Analyse de la décision de jurisprudence

Après plus d'une décennie de débats sur la question des effets juridiques, en France, d'une gestation pour autrui pratiquée à l'étranger, la Cour de cassation a, par trois arrêts rendus le 6 avril 2011, statué définitivement sur les effets pouvant être reconnus sur le sol français, au regard du droit de la filiation, de conventions de mère porteuse, interdites en France, mais licites dans le pays où elles sont intervenues.

Dans les trois cas soumis à l'examen de la plus Haute juridiction de l'ordre judiciaire français, des époux français qui ne pouvaient pas avoir d'enfant, ont conclu conformément au droit de deux Etats des Etats-Unis, une convention de gestation pour autrui, homologuée par le juge étranger, prévoyant qu'après la naissance de l'enfant, ils seraient déclarés dans les actes d'état civil étrangers être les parents de cet enfant (père et mère). Les actes de naissance étrangers ayant été transcrits sur les registres d'état civil français, le ministère public a demandé l'annulation de cette transcription pour contrariété à l'ordre public international français.

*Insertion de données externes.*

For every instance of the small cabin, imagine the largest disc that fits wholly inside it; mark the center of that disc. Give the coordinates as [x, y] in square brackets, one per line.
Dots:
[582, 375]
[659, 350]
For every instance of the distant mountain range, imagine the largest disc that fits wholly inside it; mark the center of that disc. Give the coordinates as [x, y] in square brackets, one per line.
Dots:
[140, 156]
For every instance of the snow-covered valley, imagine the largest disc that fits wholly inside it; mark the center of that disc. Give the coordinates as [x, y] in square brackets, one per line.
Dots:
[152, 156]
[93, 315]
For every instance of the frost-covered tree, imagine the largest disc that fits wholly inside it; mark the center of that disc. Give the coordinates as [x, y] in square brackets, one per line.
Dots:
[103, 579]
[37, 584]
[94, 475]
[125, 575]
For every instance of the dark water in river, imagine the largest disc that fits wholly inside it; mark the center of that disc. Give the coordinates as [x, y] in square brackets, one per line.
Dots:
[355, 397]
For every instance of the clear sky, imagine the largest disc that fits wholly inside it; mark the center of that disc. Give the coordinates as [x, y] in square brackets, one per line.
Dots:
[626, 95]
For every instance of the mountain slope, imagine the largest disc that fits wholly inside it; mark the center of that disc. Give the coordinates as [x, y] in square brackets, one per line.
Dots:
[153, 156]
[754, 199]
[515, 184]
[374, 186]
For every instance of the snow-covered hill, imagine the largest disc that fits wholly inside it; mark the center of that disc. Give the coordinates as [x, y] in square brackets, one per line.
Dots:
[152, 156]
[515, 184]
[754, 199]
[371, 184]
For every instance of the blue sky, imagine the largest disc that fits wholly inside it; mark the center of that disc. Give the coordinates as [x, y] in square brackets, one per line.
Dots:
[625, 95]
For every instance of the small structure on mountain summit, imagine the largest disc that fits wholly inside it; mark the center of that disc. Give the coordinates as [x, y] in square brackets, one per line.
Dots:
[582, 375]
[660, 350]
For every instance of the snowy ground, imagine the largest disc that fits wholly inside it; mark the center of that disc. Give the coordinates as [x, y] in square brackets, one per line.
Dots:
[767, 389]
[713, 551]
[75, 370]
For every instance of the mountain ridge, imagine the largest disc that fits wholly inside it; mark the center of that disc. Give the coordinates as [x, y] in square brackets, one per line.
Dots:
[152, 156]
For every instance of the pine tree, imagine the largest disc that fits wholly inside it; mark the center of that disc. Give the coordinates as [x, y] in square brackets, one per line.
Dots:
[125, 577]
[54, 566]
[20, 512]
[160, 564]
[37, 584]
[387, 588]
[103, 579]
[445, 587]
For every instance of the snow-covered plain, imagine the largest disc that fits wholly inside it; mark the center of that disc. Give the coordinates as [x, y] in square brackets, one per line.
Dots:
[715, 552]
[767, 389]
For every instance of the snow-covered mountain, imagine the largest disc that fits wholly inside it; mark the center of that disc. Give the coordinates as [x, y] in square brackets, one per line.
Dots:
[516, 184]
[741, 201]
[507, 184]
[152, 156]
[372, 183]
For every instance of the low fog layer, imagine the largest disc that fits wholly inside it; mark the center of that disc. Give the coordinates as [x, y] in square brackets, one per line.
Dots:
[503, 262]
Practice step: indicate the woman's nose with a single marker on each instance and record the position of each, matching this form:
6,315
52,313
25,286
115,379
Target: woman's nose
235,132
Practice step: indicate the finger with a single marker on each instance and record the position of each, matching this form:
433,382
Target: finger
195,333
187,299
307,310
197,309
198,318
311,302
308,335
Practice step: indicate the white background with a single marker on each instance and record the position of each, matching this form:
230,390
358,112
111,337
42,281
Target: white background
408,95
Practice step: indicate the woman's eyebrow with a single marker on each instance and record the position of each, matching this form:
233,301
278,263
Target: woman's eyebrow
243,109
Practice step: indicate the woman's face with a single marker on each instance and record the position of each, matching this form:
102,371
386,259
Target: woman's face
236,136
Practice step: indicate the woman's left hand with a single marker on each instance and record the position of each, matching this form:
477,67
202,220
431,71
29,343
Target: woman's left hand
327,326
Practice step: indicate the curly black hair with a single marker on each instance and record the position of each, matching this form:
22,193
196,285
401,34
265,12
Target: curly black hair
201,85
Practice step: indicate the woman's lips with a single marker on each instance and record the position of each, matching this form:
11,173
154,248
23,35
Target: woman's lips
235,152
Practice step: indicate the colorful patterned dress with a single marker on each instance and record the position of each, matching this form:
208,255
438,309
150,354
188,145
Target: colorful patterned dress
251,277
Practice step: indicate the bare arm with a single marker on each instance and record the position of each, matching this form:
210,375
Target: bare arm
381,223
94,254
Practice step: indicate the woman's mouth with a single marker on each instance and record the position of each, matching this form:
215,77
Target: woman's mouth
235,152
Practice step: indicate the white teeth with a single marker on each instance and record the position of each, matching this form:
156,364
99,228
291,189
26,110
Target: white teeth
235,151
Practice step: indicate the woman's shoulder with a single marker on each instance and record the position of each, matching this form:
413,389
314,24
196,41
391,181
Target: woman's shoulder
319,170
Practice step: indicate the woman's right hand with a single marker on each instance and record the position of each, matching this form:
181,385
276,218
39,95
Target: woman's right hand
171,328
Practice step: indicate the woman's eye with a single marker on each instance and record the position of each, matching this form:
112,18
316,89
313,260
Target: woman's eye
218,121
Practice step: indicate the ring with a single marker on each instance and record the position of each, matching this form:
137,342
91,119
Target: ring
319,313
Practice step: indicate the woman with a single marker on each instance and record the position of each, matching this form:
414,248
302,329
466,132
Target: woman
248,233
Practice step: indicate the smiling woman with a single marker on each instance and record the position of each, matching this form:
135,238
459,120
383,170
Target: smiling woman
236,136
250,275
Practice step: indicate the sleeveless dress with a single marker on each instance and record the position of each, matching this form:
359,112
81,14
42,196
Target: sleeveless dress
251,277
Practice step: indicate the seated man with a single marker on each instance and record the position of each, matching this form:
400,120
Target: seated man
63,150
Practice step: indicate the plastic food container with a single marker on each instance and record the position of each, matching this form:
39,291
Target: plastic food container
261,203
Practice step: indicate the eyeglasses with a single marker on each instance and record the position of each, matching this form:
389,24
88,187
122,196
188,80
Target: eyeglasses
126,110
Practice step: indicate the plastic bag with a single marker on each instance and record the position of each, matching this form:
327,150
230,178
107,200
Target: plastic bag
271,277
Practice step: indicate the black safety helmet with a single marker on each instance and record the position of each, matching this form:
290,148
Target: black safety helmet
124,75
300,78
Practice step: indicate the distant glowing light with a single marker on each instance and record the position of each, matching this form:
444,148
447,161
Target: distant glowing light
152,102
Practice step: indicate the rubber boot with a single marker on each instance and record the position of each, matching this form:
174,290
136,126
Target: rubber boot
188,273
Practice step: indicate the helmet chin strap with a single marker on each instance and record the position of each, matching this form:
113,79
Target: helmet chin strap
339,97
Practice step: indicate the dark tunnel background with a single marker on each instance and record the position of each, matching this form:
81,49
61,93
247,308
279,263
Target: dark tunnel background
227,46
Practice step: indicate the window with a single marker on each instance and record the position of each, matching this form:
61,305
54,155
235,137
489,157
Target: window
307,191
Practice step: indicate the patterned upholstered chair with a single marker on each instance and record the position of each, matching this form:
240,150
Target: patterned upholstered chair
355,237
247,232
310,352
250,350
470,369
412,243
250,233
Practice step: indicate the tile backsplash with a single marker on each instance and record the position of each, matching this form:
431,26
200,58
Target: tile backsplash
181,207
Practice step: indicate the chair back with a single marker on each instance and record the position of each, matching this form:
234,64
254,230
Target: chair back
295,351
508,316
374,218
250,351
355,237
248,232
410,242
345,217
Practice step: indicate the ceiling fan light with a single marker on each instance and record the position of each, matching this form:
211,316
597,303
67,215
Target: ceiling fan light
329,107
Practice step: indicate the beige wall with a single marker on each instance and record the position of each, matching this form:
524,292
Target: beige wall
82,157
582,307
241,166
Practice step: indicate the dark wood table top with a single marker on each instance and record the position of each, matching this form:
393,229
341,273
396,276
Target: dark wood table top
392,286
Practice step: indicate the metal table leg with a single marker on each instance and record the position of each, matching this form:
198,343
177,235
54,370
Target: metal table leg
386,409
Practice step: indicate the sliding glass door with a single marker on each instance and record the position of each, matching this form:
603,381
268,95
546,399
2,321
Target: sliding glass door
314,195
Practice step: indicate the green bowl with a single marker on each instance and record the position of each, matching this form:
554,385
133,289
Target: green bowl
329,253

Dans un attendu de principe, la Cour de cassation a considéré qu'était "justifié le refus de transcription d'un acte de naissance établi en exécution d'une décision étrangère, fondé sur la contrariété à l'ordre public international français de cette décision, lorsque celle-ci comporte des dispositions qui heurtent des principes essentiels du droit français".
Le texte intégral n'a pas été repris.